Per capire cosa sta succedendo al sistema universitario nel suo complesso occorrerebbe fermarsi a riflettere sui numeri e registrare i macro-cambiamenti che si sono verificati nel passaggio dal vecchio al nuovo ordinamento, il cosiddetto “3+2”. Lo ha fatto il quotidiano “Il Sole 24 Ore” che, dati alla mano, è riuscito a dare qualche indicazione oggettiva sui trend degli ultimi 8 anni, mettendo nero su bianco evidenti anomalie che rendono la situazione generale attuale degli atenei piuttosto precaria dal punto di vista finanziario. In primis l’aumento esponenziale dei docenti a fronte di un lieve incremento degli iscritti.
Docenti e corsi. Negli ultimi otto anni l’università italiana ha aumentato il numero dei docenti ordinari del 32,2% (e il peso dei loro stipendi del 63,7%), superando il numero degli associati; un boom, quello dei docenti, parallelo a quello dei corsi arrivati l’anno scorso al record di 5.412; nello stesso periodo gli studenti sono cresciuti del 10,6%.
Alcuni esempi. Foggia, sede autonoma dal 1999, sembra l’università dove più impetuosa è stata la crescita del numero di docenti ordinari, dai 27 del 2000 ai 97 di oggi. Raddoppiati anche i ricercatori e aumentati del 67,2% gli associati, gli studenti iscritti sono cresciuti del 17, 6%. Foggia però non è tra le università in rosso, avendo assorbito per gli stipendi il 74% del finanziamento statale (la soglia massima prevista è del 90%). Sempre in base alle tabelle elaborate, sono sufficienti le dita di una sola mano per contare gli atenei che hanno visto una crescita dei professori ordinari in percentuali con una sola cifra: Pavia (1,9%), Trieste (2,4%), Genova (6,2%).

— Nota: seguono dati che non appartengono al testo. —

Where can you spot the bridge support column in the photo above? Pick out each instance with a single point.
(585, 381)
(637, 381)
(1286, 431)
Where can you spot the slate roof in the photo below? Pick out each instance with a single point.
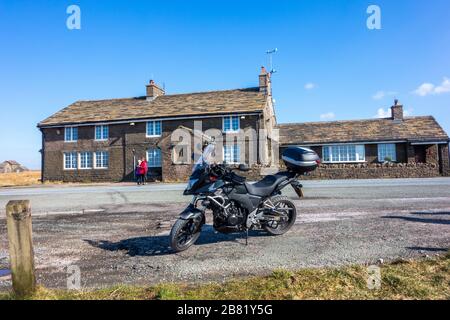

Universitari in famiglia. Il 72% degli studenti universitari in Italia continua a vivere in famiglia, sopratutto nelle grandi città. Ciò causa anche una forte percentuale di pendolari, cresciuti dal 2000 del 32%. Lo rileva una ricerca della Fondazione Rui, anticipata dal quotidiano di Confindustria. Ecco l’identikit degli studenti italiani in ateneo: pendolari o non trasferiti in un caso su due, quasi sempre privi di aiuti economici, poco orientati a studiare all’estero e con una motivazione in calo a proseguire dopo il triennio. Il 60% degli studenti universitari in Italia ha un’età che arriva fino a 21 anni; oltre il 10% è over 25 mentre il 4,8% supera i trenta.
Borse di studio, Italia al palo. Il nostro Paese è il fanalino di coda dei paesi Ue per quanto riguarda le borse di studio assegnate agli studenti universitari. Nell’anno accademico 2006-2007, infatti, su oltre 174 mila candidati in regola con i requisiti, le borse di studio sono state erogate a poco più di 141 mila giovani universitari. Un idoneo su cinque, dunque ha dovuto arrangiarsi da sé. Nell’anno accademico 2005-2006 hanno beneficiato di borse di studio: in Svezia e Paesi Bassi l’87% degli studenti, 86% in Inghilterra, 84% in Finlandia, 52% in Francia, 38% in Bulgaria, 32% in Portogallo, 27% in Austria, 26% in Germania, 14% in Svizzera, 11% in Italia. Il ministero dell’Istruzione, nel decreto approvato giovedì scorso, ha previsto uno stanziamento di 135 milioni di euro dal 2009 da spendere in borse di studio per gli allievi più capaci e meritevoli. Un primo passo, ma di strada da fare ce n’è ancora tanta.